72 The Structure and Evolution of Persistent West Coast Cool Season Ridge Regimes

Monday, 7 January 2019
Hall 4 (Phoenix Convention Center - West and North Buildings)
Tyler Leicht, Univ. at Albany, SUNY, Albany, NY; and L. Bosart

Along the west coast of the United States, a majority of the precipitation for the entire year falls during the winter months as a result of a dozen or so cyclone and atmospheric river-related precipitation events. Upper-level ridge regimes can prevent the occurrence of cool season precipitation events, especially when persistent ridge regimes last for several weeks, in conjunction with a poleward-shifted North Pacific jet stream. Missing out on just a few of these precipitation events can mean extended drought, significant water shortages, and adverse economy-wide impacts for these major population centers. This situation occurred in the now infamous 2011-2016 drought centered on California, leading the state to enact emergency water conservation protocols. An increased understanding of the dynamical and physical processes that enable upper-level rides to persist for extended periods of time during the West Coast rainy season allow decision makers on the ground to better manage water resources in the area.

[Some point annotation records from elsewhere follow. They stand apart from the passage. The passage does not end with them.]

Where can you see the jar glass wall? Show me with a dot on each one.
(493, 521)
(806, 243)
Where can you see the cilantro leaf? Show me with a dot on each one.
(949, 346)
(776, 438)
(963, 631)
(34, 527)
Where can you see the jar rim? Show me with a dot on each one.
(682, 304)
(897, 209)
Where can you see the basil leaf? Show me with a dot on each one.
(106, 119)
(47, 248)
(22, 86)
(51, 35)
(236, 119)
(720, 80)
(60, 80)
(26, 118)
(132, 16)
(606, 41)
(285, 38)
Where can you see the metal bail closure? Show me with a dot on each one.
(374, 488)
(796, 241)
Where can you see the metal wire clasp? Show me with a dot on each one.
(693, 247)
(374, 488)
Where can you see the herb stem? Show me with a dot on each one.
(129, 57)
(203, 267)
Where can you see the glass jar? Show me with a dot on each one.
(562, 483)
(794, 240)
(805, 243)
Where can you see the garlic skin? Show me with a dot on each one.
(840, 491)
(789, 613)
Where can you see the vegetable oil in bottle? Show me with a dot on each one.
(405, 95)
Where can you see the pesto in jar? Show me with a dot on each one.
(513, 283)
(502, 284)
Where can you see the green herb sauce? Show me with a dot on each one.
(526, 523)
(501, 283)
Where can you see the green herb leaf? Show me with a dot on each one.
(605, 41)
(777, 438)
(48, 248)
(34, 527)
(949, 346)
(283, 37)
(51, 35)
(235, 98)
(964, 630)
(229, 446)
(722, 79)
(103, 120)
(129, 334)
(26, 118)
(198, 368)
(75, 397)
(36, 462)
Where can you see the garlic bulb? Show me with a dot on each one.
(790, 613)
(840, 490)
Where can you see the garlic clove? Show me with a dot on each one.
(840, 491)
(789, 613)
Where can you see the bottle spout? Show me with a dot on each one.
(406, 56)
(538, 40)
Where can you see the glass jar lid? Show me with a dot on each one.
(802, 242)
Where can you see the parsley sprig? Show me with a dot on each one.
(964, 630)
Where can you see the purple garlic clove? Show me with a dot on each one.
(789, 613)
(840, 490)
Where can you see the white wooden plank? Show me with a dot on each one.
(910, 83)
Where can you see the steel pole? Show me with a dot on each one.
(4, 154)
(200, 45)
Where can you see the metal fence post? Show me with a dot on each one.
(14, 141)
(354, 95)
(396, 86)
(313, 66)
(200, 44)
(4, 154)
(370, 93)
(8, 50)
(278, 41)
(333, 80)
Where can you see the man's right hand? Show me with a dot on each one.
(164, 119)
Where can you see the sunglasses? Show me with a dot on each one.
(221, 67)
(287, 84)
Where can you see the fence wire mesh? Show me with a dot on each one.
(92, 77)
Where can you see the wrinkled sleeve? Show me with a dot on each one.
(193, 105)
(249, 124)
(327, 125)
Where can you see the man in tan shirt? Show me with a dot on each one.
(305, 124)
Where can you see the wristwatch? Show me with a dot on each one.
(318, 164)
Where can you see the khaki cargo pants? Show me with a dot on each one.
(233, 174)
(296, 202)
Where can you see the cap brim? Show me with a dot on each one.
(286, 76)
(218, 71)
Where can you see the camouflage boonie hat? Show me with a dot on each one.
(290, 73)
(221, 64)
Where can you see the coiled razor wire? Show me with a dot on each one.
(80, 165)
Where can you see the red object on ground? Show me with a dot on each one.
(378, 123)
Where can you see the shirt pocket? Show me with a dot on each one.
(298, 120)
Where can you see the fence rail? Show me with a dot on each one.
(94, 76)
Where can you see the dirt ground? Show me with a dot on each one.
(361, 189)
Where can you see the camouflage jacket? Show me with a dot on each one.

Given the need to learn more about the causes for persistent West Coast upper-level ridge regimes, climatological analyses of these persistent ridge regime events will be presented. These events will be defined by positive 500-hPa anomalies of greater than 1.5 standard deviations for longer than 10 days. A climatological analysis of persistent ridge regimes will be constructed from the NCEP-NCAR 2.5 gridded dataset for an extended time period to sample enough events for a proper climatology. This resulting dataset will serve as a basis for mapping the frequency of persistent upper-level ridge regimes, for constructing composite analyses of these ridge regimes, and for analyzing representative case studies from inception to persistence to decay.